Mendengar penuturan anak buahnya, Angga langsung memeriksa punggungku dengan khawatir. Dengan sigap pria itu menutup punggungku dengan selimut yang anak buahnya siapkan. Ia juga mengangkat dan membopong tubuhku, sentuhannya di tengkukku terasa nyeri mengenai lukaku.
"Cepat bawa kami ke rumah sakit."
Di dalam mobil polisi, Angga terus saja memeluk tubuhku dalam pangkuannya. Kupikir, perlakuannya sangat berlebihan.
"Tidak perlu seperti ini, aku gapapa." Ucapku
"Kau mengorbankan dirimu untuk menyelamatkanku. Dan ini kedua kalinya kau melakukan itu. Padahal aku sudah memperlakukanmu dengan buruk, Aku benar-benar malu." Ia berbicara dengan lemah sambil meneteskan air matanya.
"Jangan bicara lagi." Pintaku.
Kami sampai di rumah sakit terdekat dalam waktu singkat. Angga langsung membopongku kembali menuju ruangan dokter kenalannya. Ia juga menungguiku terus di dalam ruangan itu.

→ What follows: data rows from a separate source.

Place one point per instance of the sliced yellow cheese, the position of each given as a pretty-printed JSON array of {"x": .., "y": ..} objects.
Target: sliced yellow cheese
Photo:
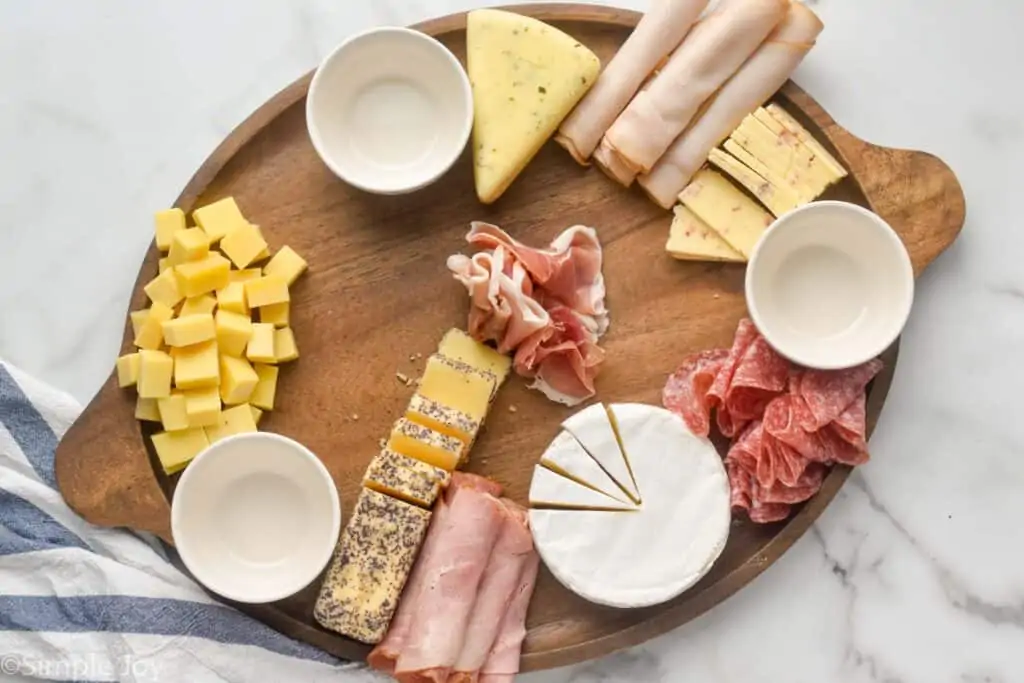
[
  {"x": 526, "y": 77},
  {"x": 775, "y": 199},
  {"x": 735, "y": 217},
  {"x": 691, "y": 240},
  {"x": 426, "y": 444},
  {"x": 458, "y": 345},
  {"x": 407, "y": 478},
  {"x": 371, "y": 565}
]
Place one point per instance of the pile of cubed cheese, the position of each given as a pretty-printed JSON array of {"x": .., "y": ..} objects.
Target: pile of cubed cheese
[{"x": 216, "y": 329}]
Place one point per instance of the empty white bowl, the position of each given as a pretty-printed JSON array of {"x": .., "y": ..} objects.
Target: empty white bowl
[
  {"x": 389, "y": 111},
  {"x": 829, "y": 285},
  {"x": 255, "y": 517}
]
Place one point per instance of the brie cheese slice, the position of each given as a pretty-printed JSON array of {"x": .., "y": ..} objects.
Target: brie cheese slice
[
  {"x": 553, "y": 491},
  {"x": 568, "y": 459},
  {"x": 669, "y": 543},
  {"x": 592, "y": 427}
]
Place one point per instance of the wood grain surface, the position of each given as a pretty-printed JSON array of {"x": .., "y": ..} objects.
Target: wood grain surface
[{"x": 378, "y": 292}]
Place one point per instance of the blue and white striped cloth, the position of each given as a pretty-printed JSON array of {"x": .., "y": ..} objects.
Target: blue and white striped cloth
[{"x": 84, "y": 603}]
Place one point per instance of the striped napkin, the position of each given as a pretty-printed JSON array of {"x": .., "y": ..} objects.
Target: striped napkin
[{"x": 84, "y": 603}]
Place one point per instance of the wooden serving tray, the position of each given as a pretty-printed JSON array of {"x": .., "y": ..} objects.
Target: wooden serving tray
[{"x": 378, "y": 293}]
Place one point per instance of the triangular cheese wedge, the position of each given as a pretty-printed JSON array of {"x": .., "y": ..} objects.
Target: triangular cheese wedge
[
  {"x": 593, "y": 429},
  {"x": 549, "y": 489},
  {"x": 691, "y": 240},
  {"x": 735, "y": 217},
  {"x": 526, "y": 77},
  {"x": 567, "y": 458}
]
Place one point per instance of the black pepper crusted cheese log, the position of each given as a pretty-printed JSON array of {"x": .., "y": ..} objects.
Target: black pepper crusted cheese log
[{"x": 371, "y": 565}]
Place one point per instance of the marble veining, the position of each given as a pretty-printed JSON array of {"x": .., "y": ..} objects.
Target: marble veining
[{"x": 913, "y": 574}]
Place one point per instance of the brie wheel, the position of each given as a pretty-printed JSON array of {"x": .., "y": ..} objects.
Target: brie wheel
[{"x": 672, "y": 539}]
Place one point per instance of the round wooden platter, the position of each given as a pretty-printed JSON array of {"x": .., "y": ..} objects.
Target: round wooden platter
[{"x": 378, "y": 294}]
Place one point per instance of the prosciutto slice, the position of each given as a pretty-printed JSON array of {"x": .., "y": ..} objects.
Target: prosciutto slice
[
  {"x": 657, "y": 34},
  {"x": 501, "y": 580},
  {"x": 444, "y": 601},
  {"x": 754, "y": 83},
  {"x": 712, "y": 52}
]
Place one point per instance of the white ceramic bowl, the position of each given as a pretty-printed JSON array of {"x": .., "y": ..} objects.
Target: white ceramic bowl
[
  {"x": 829, "y": 285},
  {"x": 389, "y": 111},
  {"x": 255, "y": 517}
]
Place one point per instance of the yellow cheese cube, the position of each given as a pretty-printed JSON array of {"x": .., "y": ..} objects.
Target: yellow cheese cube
[
  {"x": 176, "y": 450},
  {"x": 196, "y": 367},
  {"x": 128, "y": 370},
  {"x": 219, "y": 218},
  {"x": 287, "y": 264},
  {"x": 266, "y": 290},
  {"x": 266, "y": 387},
  {"x": 261, "y": 346},
  {"x": 233, "y": 332},
  {"x": 204, "y": 275},
  {"x": 203, "y": 407},
  {"x": 151, "y": 332},
  {"x": 168, "y": 221},
  {"x": 441, "y": 418},
  {"x": 278, "y": 314},
  {"x": 137, "y": 318},
  {"x": 284, "y": 345},
  {"x": 146, "y": 410},
  {"x": 172, "y": 412},
  {"x": 238, "y": 380},
  {"x": 164, "y": 289},
  {"x": 205, "y": 303},
  {"x": 232, "y": 298},
  {"x": 155, "y": 371},
  {"x": 238, "y": 420},
  {"x": 188, "y": 330},
  {"x": 243, "y": 245},
  {"x": 458, "y": 386},
  {"x": 426, "y": 444},
  {"x": 245, "y": 275},
  {"x": 406, "y": 478}
]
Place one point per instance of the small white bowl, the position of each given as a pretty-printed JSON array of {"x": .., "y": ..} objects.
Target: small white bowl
[
  {"x": 389, "y": 111},
  {"x": 829, "y": 285},
  {"x": 255, "y": 517}
]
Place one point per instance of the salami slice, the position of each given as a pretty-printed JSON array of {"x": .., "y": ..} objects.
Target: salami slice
[
  {"x": 685, "y": 391},
  {"x": 761, "y": 375},
  {"x": 829, "y": 392}
]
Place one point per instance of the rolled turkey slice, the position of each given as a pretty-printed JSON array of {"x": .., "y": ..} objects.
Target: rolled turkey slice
[
  {"x": 511, "y": 554},
  {"x": 756, "y": 81},
  {"x": 657, "y": 34},
  {"x": 712, "y": 52},
  {"x": 445, "y": 599}
]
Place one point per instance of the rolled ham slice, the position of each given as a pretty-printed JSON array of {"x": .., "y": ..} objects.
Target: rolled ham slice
[
  {"x": 503, "y": 662},
  {"x": 756, "y": 81},
  {"x": 511, "y": 554},
  {"x": 712, "y": 52},
  {"x": 657, "y": 34},
  {"x": 444, "y": 601}
]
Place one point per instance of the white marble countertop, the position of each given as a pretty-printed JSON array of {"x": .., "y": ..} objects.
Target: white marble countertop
[{"x": 913, "y": 574}]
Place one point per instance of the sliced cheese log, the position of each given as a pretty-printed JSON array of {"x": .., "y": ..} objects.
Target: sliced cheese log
[
  {"x": 657, "y": 34},
  {"x": 691, "y": 240},
  {"x": 755, "y": 82},
  {"x": 712, "y": 52},
  {"x": 550, "y": 489},
  {"x": 566, "y": 457},
  {"x": 735, "y": 217},
  {"x": 777, "y": 200},
  {"x": 625, "y": 560},
  {"x": 526, "y": 77},
  {"x": 592, "y": 427}
]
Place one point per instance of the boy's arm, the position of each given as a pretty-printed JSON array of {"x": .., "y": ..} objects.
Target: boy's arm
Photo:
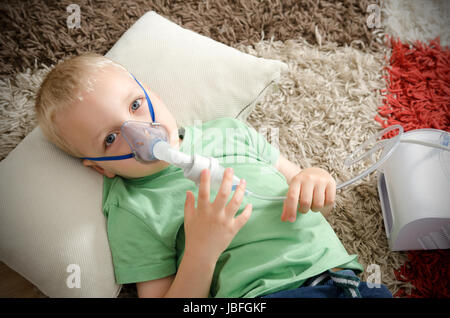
[{"x": 192, "y": 280}]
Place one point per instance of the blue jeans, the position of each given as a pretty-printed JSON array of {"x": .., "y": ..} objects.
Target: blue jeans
[{"x": 341, "y": 284}]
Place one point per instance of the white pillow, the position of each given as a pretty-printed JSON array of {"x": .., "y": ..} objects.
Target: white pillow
[
  {"x": 195, "y": 76},
  {"x": 51, "y": 224}
]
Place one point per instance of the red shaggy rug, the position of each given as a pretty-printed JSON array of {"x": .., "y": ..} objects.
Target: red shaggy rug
[{"x": 418, "y": 96}]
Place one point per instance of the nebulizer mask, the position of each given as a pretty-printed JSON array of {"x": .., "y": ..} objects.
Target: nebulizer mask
[{"x": 149, "y": 142}]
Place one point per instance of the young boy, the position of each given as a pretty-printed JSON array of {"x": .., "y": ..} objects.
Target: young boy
[{"x": 222, "y": 247}]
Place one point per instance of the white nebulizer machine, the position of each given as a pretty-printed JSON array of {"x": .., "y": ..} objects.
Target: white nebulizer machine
[{"x": 413, "y": 177}]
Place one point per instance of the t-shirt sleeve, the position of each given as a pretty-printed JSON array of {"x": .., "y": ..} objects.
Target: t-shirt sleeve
[
  {"x": 138, "y": 255},
  {"x": 265, "y": 150}
]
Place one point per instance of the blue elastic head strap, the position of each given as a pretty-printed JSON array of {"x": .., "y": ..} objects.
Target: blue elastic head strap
[{"x": 130, "y": 155}]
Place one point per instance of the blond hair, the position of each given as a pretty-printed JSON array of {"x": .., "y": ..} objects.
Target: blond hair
[{"x": 61, "y": 89}]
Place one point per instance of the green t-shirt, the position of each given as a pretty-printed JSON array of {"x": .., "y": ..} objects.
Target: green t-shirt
[{"x": 146, "y": 229}]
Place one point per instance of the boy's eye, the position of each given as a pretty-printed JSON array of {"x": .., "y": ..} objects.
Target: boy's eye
[
  {"x": 136, "y": 104},
  {"x": 110, "y": 139}
]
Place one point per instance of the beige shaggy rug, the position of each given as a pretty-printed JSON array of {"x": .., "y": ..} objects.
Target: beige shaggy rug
[{"x": 324, "y": 107}]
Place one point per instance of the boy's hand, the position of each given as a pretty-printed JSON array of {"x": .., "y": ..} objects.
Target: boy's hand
[
  {"x": 314, "y": 189},
  {"x": 210, "y": 227}
]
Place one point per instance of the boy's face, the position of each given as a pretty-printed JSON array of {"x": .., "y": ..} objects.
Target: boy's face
[{"x": 92, "y": 126}]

Selain khawatir, ini juga karna tangan kami yang masih terborgol.
"Luka bakarnya hanya mengenai bagian luar kulit, aman kok." Dokter lantas mengambilkan salep kulit untukku.

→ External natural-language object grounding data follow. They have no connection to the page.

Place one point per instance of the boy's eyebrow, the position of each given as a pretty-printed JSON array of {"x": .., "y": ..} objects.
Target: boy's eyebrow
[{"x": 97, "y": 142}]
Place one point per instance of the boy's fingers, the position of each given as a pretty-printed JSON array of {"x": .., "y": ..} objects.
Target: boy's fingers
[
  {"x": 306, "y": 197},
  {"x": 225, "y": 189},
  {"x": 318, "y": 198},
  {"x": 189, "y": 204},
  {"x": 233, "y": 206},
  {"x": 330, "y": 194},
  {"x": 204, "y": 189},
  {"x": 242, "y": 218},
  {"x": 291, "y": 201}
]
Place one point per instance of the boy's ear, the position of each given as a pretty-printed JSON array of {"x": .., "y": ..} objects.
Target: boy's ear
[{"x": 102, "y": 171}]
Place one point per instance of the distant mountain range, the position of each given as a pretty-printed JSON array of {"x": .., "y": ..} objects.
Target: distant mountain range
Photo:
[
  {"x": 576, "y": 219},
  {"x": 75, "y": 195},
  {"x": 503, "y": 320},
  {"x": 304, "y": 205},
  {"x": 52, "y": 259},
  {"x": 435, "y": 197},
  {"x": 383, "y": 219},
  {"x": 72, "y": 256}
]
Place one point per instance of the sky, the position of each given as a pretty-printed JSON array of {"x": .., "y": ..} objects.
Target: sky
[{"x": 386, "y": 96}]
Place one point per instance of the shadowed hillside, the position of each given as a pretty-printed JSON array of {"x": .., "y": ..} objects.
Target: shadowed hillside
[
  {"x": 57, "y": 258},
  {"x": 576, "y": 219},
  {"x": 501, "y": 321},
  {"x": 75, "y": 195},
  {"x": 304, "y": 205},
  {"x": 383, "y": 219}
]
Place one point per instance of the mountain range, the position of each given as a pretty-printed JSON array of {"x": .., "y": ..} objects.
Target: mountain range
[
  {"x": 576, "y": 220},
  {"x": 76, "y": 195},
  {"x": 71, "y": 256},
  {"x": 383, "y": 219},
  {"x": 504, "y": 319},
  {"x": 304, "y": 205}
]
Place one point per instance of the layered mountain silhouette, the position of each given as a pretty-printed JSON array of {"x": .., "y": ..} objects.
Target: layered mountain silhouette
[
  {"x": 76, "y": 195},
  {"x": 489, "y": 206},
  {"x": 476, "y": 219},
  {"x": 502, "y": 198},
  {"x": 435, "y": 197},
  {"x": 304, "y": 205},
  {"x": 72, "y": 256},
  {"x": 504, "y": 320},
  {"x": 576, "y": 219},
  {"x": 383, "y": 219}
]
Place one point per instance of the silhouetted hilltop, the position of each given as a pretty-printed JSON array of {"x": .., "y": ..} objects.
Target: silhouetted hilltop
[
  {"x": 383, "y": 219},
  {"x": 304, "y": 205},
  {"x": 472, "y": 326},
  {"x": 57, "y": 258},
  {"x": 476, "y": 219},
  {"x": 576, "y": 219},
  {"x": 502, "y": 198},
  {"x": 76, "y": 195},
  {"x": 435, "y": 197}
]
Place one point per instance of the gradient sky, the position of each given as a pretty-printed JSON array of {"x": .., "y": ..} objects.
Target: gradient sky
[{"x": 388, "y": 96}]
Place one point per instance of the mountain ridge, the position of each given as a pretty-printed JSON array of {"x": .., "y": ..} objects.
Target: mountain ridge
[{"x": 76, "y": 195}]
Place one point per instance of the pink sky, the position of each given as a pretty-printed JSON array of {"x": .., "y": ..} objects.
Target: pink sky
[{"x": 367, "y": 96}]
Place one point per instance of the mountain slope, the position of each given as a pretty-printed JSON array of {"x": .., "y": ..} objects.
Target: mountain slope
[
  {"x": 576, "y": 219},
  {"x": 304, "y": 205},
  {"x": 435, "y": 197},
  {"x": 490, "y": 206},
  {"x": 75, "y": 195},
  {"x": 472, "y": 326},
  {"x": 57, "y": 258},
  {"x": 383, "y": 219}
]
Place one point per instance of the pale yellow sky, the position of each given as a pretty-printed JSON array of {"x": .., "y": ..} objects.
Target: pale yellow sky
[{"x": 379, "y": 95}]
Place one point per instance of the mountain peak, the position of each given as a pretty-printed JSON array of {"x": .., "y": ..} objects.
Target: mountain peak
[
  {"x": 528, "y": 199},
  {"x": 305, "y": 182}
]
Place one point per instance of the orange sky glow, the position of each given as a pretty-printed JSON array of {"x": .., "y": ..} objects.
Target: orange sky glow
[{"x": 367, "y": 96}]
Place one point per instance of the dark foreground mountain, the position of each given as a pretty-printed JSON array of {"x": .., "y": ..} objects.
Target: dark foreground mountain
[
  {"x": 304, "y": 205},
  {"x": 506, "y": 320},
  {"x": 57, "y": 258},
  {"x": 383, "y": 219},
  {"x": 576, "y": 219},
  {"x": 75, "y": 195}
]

"Kau harus membuka bajumu." Pinta dokter itu.
Aku diam membeku. Jujur saja aku malu dan tidak berkenan untuk melakukan itu, tapi tentu saja tidak mungkin dokter mengobatiku dengan baju yang menghalangi.
"Biar saya saja dok." Angga mengambil inisiatif.
"Aku janji tidak akan berbuat macam-macam." Ucap pria itu meyakinkanku.
Akhirnya aku memberanikan diri untuk membuka bajuku. Dan Angga pun mukai mengoles salep pereda nyeri ke punggungku dengan lembut. Sekali-kali aku merintih karna rasa perih dari obat itu.
"Kenapa kau melakukan ini semua?" Tanya Angga.
"Hanya usaha kecil supaya kita bisa keluar dengan selamat." Jawabku seadanya.
"Apa kau tidak membenciku?" Tanyanya lagi
"Sidikit."
Selesai dengan luka di punggungku, Angga beralih ke hadapanku. Tangannya bergerak menyentuh pipiku yang sebumnya mendapatkan tamparan. Ia terus saja mengusap pipiku itu lembut. Setelah cukup lama mengusap pipiku, ia beralih menggenggam tanganku dan mengangkatnya.
"Tamparlah aku semaumu."
Tangannya memandu milikku untuk menampar-nampar pipinya, tapi aku tak mengeluarkan tenagaku sama sekali.
"Berhentilah pak." Aku menangkup kedua pipinya dengan lembut. Dan membalas perbuatannya dengan mengusap pipi itu.
Tatapan kami bertemu, dan entah mengapa aku hanyut dan tenggelam dalam matanya yang indah.
Perlahan pria itu mendekatkan wajahnya padaku, mata kami langsung tertuju pada satu titik yang hendak menyatu. Hembusan nafas Angga langsung menerpa wajahku, memberi sensasi menggelitik di perutku.
"Maaf pak." Aku tersadar dan segera mengalihkan wajahku ke sisi kanan.
"Aku...." Angga menggantungkan ucapannya.
Kami terdiam beberapa saat, saling canggung dan malu dengan apa yang tadi akan terjadi.
"Di mana rumahmu, biar kuantar pulang setelah borgol ini bisa lepas. Dalam keadaan seperti ini kau harus pulang." Tutur Angga memecah keheningan.
"Umm.. Bukannya kalian menangkapku?mencelakakanmuu tahu kau tidak bersalah, jadi kau bisa pulang."
"Aku bersalah, jadi biarkan aku bermalam di kantor polisi." Pintaku
"Ada apa denganmu?" Wajahnya menampilkan mimik bingung dan tak mengerti.
"Aku tahu sesuatu tentang Jefri, tapi kumohon biarkan aku menginap di kantor polisi."
"Tapi kenapa?"
"Kalau aku pulang ke rumah, aku tidak akan bisa keluar lagi. Sedang aku masih harus memastikan keadaan Jefri." Jelasku.
"Apa sebegitu penting Jefri di hidupmu?"
Entah mengapa, nada suara Angga terdengar seperti sedang cemburu. Tapi kenapa?
"Dia orang baik, dan sudah banyak membantuku. Saat ini dia sedang dalam masalah, jadi aku harus memastikan keadaannya."